Le Caucus des propriétaires d'armes à feu du Minnesota, un groupe de pression opposé aux restrictions sur les armes à feu, a publié une déclaration critique de la caractérisation du DHS de la victime de la fusillade. 'Chaque Minnesotan pacifique a le droit de posséder et de porter des armes - y compris lors de manifestations, en tant qu'observateurs, ou en exerçant leurs droits du Premier amendement', a déclaré le président Bryan Strawser. "Ces droits ne disparaissent pas lorsqu'une personne est armée de manière légale, et ils doivent être respectés et protégés en tout temps."
Lors d'une conférence de presse samedi après-midi, le gouverneur du Minnesota, Tim Walz, a contesté le récit du DHS sur l'homicide. "Dieu merci, nous avons une vidéo parce que, selon le DHS, ces sept gars héroïques ont affronté une attaque d'un bataillon contre eux ou quelque chose comme ça", a déclaré Walz. "C'est absurde, les gens. C'est absurde, et ce sont des mensonges… Le public américain sait, et cela doit être l'événement qui dit ça suffit."
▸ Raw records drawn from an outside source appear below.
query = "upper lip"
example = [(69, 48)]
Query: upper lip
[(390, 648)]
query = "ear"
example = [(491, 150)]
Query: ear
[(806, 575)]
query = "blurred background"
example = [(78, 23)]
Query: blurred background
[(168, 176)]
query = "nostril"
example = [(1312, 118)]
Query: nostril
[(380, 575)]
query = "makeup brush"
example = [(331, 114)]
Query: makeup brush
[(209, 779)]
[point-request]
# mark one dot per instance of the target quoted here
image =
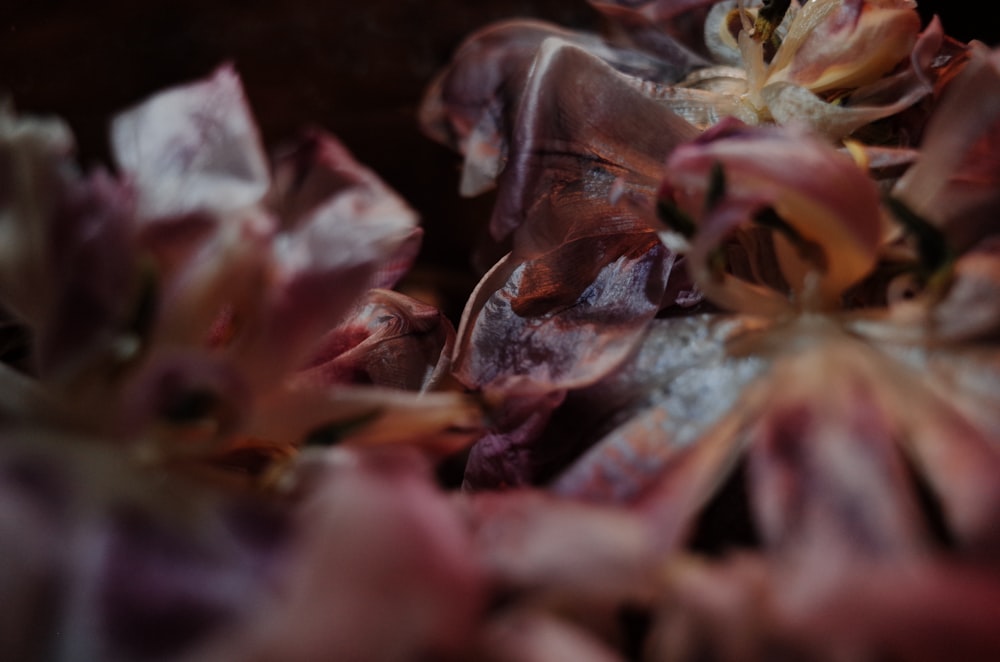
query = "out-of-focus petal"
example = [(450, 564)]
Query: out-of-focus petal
[(954, 183), (382, 568), (560, 549)]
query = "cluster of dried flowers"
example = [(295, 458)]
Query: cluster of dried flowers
[(731, 392)]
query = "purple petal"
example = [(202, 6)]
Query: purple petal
[(389, 340), (193, 148)]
À 16 heures heure locale, les manifestants ont continué de se rassembler dans la région pour protester contre l'homicide d'aujourd'hui, le troisième par des agents fédéraux à Minneapolis ces dernières semaines. Le 7 janvier, Renee Good a été abattue et tuée par un agent de l'ICE alors qu'elle était assise dans son SUV ; le 15 janvier, des agents ont tiré sur un homme à la jambe, apparemment après une course de voitures.
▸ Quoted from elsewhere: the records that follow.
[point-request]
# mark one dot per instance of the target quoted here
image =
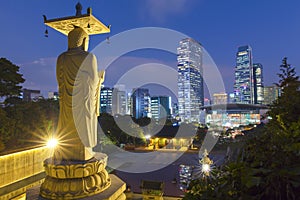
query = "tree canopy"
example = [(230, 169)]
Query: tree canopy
[(10, 79)]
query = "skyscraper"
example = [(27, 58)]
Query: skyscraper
[(258, 83), (220, 98), (271, 93), (106, 100), (140, 102), (243, 84), (160, 107), (190, 80)]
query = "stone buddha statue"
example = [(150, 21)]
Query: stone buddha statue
[(79, 86)]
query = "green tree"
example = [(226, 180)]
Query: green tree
[(10, 78)]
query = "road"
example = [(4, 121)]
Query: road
[(165, 171)]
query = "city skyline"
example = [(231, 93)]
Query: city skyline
[(25, 45)]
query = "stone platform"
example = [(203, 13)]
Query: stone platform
[(114, 192)]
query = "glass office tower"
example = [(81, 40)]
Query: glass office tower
[(258, 83), (190, 80), (244, 84)]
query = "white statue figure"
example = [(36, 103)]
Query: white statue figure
[(79, 86)]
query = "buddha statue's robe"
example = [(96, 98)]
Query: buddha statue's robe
[(79, 83)]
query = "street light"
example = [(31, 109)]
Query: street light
[(205, 162), (52, 143)]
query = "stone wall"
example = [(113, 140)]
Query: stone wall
[(21, 170)]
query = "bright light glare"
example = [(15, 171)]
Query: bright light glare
[(52, 143), (205, 168), (147, 137)]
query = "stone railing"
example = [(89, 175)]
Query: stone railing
[(21, 170)]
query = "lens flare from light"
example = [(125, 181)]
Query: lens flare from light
[(205, 168), (52, 143)]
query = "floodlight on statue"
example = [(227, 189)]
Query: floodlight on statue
[(75, 171), (205, 168), (52, 143)]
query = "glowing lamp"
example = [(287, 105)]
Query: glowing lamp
[(205, 168), (52, 143)]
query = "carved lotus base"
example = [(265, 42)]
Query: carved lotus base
[(74, 180)]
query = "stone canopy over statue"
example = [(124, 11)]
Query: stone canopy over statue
[(75, 171)]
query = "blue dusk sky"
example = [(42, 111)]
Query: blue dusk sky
[(271, 28)]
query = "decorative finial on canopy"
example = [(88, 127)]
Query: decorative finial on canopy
[(88, 22), (78, 9)]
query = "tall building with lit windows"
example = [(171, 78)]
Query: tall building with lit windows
[(141, 103), (119, 100), (190, 80), (258, 83), (243, 84), (106, 100), (160, 107)]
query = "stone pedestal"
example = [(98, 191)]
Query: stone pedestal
[(114, 192), (75, 179)]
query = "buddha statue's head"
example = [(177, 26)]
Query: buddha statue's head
[(78, 38)]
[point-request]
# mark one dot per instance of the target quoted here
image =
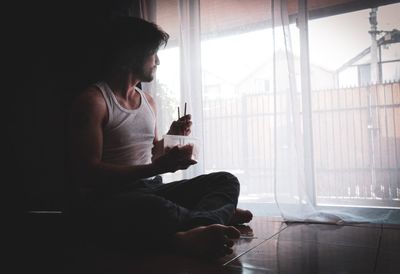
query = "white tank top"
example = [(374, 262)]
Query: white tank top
[(129, 133)]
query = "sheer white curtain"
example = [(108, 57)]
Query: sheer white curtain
[(243, 69)]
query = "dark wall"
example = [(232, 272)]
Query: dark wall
[(53, 53)]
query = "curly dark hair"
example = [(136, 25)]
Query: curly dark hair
[(130, 41)]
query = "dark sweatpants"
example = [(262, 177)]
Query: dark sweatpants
[(154, 211)]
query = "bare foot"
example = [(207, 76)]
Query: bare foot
[(241, 216), (212, 241)]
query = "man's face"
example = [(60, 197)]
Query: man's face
[(149, 68)]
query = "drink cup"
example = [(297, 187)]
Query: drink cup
[(171, 141)]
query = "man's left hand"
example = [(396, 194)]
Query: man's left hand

La situation est compliquée par le fait que des responsables fédéraux bloquent apparemment une enquête locale sur le meurtre. S'exprimant avec CNN, O'Hara déclare que "les responsables fédéraux ont tenté d'empêcher la police locale d'accéder à la scène." Le surintendant de l'Appréhension criminelle du Bureau du Minnesota, Drew Evans, a confirmé le conflit entre les agences, indiquant que même avec un mandat de perquisition, les responsables fédéraux leur ont refusé l'accès et ont refusé de fournir aux enquêteurs les noms des agents fédéraux impliqués dans la fusillade.
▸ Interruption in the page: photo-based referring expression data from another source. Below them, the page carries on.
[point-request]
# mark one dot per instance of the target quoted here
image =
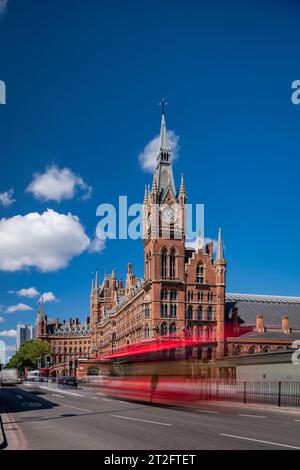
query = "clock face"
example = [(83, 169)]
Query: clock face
[(169, 215)]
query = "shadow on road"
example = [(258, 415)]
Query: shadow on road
[(17, 400)]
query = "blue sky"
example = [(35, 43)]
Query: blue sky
[(83, 84)]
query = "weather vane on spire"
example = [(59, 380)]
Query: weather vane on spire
[(163, 104)]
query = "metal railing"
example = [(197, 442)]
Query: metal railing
[(271, 393)]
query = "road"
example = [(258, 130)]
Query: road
[(37, 417)]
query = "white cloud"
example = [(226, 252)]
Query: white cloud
[(147, 157), (97, 245), (29, 292), (6, 198), (57, 184), (47, 297), (9, 333), (3, 5), (46, 241), (18, 308)]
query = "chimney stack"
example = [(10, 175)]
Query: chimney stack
[(260, 323), (285, 324)]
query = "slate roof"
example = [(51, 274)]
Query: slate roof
[(273, 308)]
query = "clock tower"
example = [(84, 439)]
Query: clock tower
[(164, 242)]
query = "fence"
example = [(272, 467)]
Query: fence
[(272, 393)]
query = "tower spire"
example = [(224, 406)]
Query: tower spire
[(182, 192), (164, 145), (220, 250), (146, 195), (92, 287), (96, 285), (163, 172)]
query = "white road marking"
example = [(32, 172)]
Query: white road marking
[(259, 440), (142, 420), (209, 411), (253, 416), (76, 408)]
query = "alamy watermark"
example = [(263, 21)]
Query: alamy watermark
[(142, 221), (2, 92), (295, 97)]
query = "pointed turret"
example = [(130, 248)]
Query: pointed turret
[(182, 193), (146, 195), (163, 173), (199, 240), (96, 285), (164, 145), (41, 310), (220, 250), (92, 287)]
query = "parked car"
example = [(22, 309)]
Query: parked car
[(71, 381), (9, 377)]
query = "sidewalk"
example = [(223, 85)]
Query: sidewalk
[(253, 406)]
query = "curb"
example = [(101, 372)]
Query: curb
[(3, 440), (276, 409)]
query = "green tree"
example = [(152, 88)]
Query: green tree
[(28, 354)]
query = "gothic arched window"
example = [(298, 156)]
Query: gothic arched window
[(199, 273), (199, 313), (172, 260), (189, 313), (173, 310), (163, 329), (164, 294), (163, 263), (209, 313), (173, 294), (164, 310)]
"J'ai tenté de contacter la personne que l'on m'a dit être le commandant général sur place, et je n'ai pas reçu d'appel en retour de sa part", a déclaré Evans lors d'une conférence de presse samedi.
Selon Walz, il est crucial que les enquêteurs locaux - et non les responsables du FBI, de l'ICE ou du DHS - dirigent l'enquête sur la fusillade de samedi, ainsi que sur les autres fusillades au Minnesota.
"J'ai dit à la Maison Blanche que l'État doit mener l'enquête", déclare Walz. "Que les enquêteurs de l'État obtiennent justice… L'État dispose du personnel pour assurer la sécurité des personnes - les agents fédéraux ne doivent pas entraver notre capacité à le faire."
Alors que les manifestations se poursuivent, Walz indique qu'il a activé la Garde nationale du Minnesota pour assister la police locale au milieu des manifestations, lors desquelles des agents fédéraux ont utilisé des gaz lacrymogènes et des grenades assourdissantes contre les manifestants. "Les ressources locale en matière d'application de la loi sont étirées à cause de la perturbation de la sécurité publique causée par des milliers d'agents fédéraux de l'immigration dans les quartiers", indique la ville dans un communiqué, notant que les membres de la Garde porteront des gilets réfléchissants jaune fluo.
Il s'agit d'une histoire en développement et sera mise à jour.